For the price of less than USD 1,000 per patient, the new MDR-TB treatment can be completed within 9 to 12 months. Not only is the new drug treatment much shorter and cheaper, but the expectation is that more people will be cured successfully (in optimal circumstances this can be up to 80-85 percent). A fast, effective treatment also reduces the risk of further spread of MDR-TB among the population.

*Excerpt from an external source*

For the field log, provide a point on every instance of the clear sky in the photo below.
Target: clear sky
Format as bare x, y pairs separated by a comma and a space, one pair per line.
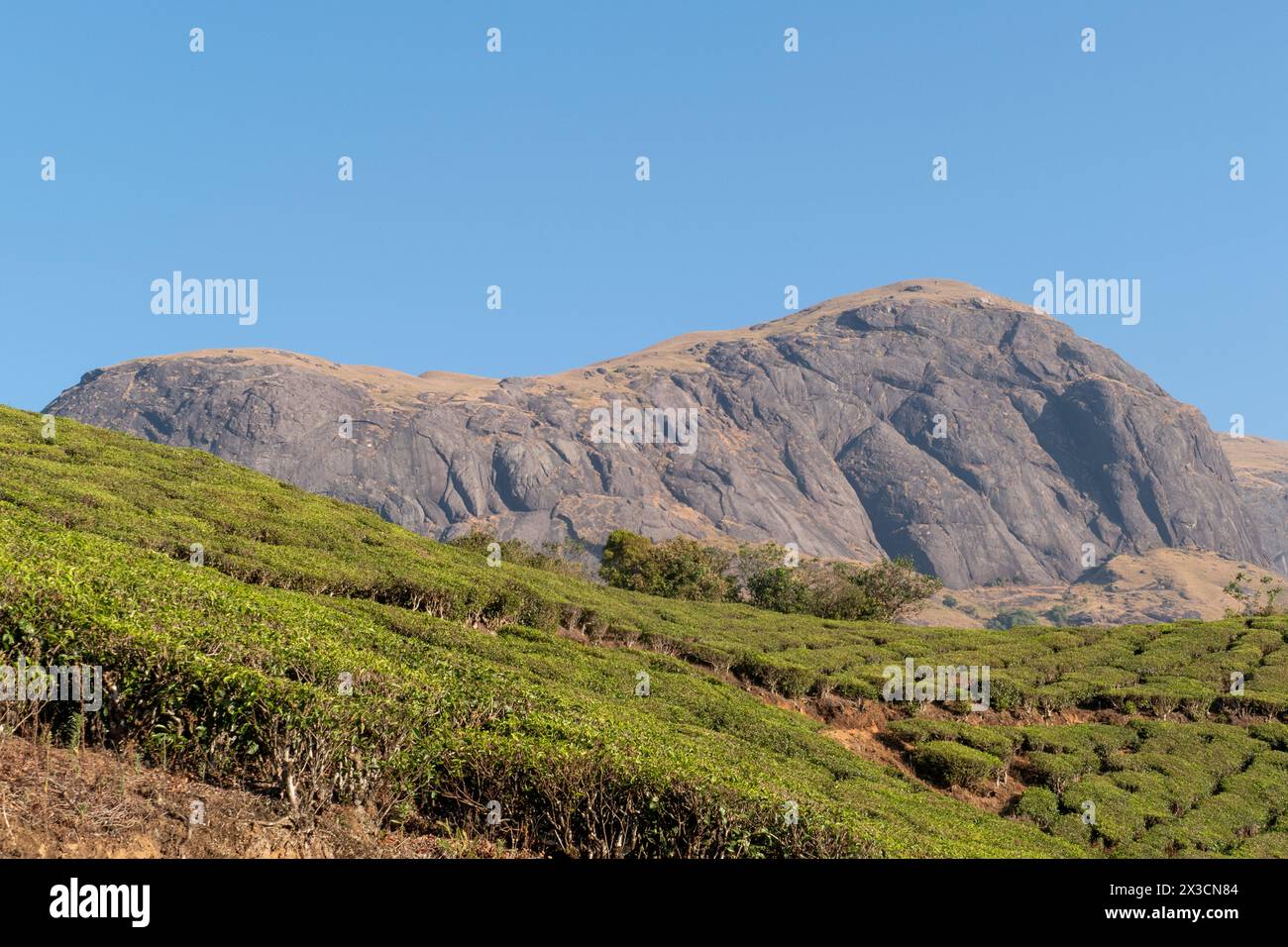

MDR-TB: a major global problem
MDR-TB poses a serious threat to public health worldwide. The treatment consists of a combination of drugs and requires tailored prescribing. It is therefore important to identify as early as possible the type of drug resistance in order to quickly provide the patient with the most effective treatment. With the rapid new diagnostics (molecular line probe assay) it can be determined more precisely what drug-resistance patterns a patient has via the so-called patient triage method. Patient triage (which uses the WHO-recommended diagnostic) refers a patient with drug-resistant either to the shorter MDR-TB treatment, or to treatment with the new drug bedaquiline.
According to WHO, currently only 20 percent of people with MDR-TB get the treatment they need. Of the 480,000 people who develop MDR-TB every year, 190,000 people will die. This needs to change.
The percentage of patients with MDR-TB in the Netherlands fortunately remains low. In 2014, 6 patients with MDR-TB were diagnosed in the Netherlands. In the Netherlands, patients are individually treated on a tailor-made basis in specialized clinics.
KNCV is committed to the principle of “the right diagnosis and the right treatment.” KNCV has always promoted a clear road map to guide countries through the various promising medical breakthroughs such as new diagnostic techniques and deployment of new drugs and repurposed drugs.
In Vietnam, where KNCV has been active since 1983, a pilot project was carried out this year in three locations, with KNCV support. On the basis of the triage method patients were tested for drug resistance. In one month (April 2016) eighteen patients were put on the shorter MDR-TB treatment regimen while five patients started treatment with the new drug bedaquiline.
The WHO recommendations are a glimmer of hope for the fight against tuberculosis, and especially for patients with a drug-resistant form of tuberculosis.
• WHO Press Release 12 May 2016 – Rapid diagnostic test and shorter, cheaper treatment signal new hope for multidrug-resistant tuberculosis patients
• WHO Factsheet – The Shorter MDR-TB Regimen
• WHO Factsheet – Molecular Line-Probe Assay for the Detection of Resistance to Second-Line Anti-TB Drugs (SL-LPA)
(In multidrug-resistant tuberculosis the bacteria is resistant to the two most powerful anti-TB drugs.)